On another occasion, my French wife and I spent a day at Verdun where both of her grandparents had served and had been gassed in 1916-17. Far from the sense of serenity and peacefulness that tempers the sorrow and respect in the poppy fields of Picardy, the abiding feeling when driving away from the charnel house of Verdun is one of inner desolation and emptiness. The very earth around the site seems still to be shattered by the constant barrage of high-powered shells that blasted nature and men to bits every day for several years. It is said that German conscripts sent to the front stayed there for the duration. Imagine for a moment the impact of the daily slaughter on these teens and young adults, on both sides!

In another place, another time, in Estonia, I met a grandmother who, at the age of seven, walked with German army recovery units to retrieve the corpses of their dead comrades on the frozen fields on the borderlands of that country. Imagine her lost childhood!

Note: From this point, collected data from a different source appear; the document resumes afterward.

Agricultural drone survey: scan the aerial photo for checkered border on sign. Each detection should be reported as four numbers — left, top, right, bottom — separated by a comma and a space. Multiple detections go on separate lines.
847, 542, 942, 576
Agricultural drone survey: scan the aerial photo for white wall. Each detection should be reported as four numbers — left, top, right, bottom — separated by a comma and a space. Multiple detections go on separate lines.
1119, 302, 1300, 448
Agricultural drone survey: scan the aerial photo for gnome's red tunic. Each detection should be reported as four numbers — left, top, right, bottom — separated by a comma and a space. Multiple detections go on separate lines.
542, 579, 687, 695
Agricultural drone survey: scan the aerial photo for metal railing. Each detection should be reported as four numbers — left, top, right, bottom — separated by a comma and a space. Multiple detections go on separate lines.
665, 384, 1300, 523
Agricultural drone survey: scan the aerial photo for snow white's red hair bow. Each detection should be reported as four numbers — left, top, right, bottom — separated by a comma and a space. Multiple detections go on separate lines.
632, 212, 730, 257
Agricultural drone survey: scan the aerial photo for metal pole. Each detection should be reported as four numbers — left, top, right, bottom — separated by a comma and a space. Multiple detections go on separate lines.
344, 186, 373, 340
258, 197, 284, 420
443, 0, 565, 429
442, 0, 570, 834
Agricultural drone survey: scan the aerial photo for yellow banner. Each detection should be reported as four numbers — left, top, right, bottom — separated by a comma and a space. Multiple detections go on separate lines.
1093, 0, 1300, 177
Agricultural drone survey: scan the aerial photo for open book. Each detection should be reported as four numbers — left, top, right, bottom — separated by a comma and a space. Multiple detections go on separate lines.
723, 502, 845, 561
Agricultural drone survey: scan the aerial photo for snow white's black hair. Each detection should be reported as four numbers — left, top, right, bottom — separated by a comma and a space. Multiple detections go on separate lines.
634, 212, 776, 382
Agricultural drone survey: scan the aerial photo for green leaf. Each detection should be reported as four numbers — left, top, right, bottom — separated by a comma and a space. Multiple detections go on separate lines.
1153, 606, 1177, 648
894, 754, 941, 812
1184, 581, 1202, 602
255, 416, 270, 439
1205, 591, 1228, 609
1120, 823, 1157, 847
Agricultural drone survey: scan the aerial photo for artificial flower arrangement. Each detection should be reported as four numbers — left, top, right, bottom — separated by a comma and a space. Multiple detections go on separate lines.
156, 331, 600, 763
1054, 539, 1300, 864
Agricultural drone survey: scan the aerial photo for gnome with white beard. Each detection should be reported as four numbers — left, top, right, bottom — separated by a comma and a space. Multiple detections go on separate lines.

Imagine how, as a grandfather, I felt to hear the chilling contempt of Nigel Farage when, two weeks ago, he bade a last goodbye and cheerio to his fellow European parliamentarians in Strasburg. Every instinct handed down shudders at his bleak throwaway vision of a dismantled European Union. It is cheap, facile and arrogant to dismiss the work of several generations, starting with our grandfathers, so that we might never have to experience the horrors of war and conflict over use of scarce resources, like, at that time, coal and steel, or today, water and energy. If today, their ambition has not been realised – and is sadly compromised by a current European leadership lacking vision and direction – can it really be a solution to turn the clock back yet again to the unequal contest for the survival of the fittest among the large and small states that make up the European Union? Can a Europe of so many disparate identities and conflicting objectives without a shared sense of responsibility, mutual solidarity and the common denominator in intelligent self-interest maintain the peace?

A vote to Remain will help the United Kingdom to strengthen its place and influence within the European Union. It will encourage the forces for reform within the Union to redouble their efforts to build a better Europe, more responsive to the concerns of people across all twenty-eight member states.

It is hard to predict what changes a Brexit will have on my life and that of my generation. But I try to imagine what longer term costs for my grandchildren and their children in the future. Thinking about them, one awful question just won’t go away - are they, as a consequence of a decision taken in their grandparents’ time, ever more likely to find themselves living the inhuman cruelty of war? Imagine what they will think of this generation!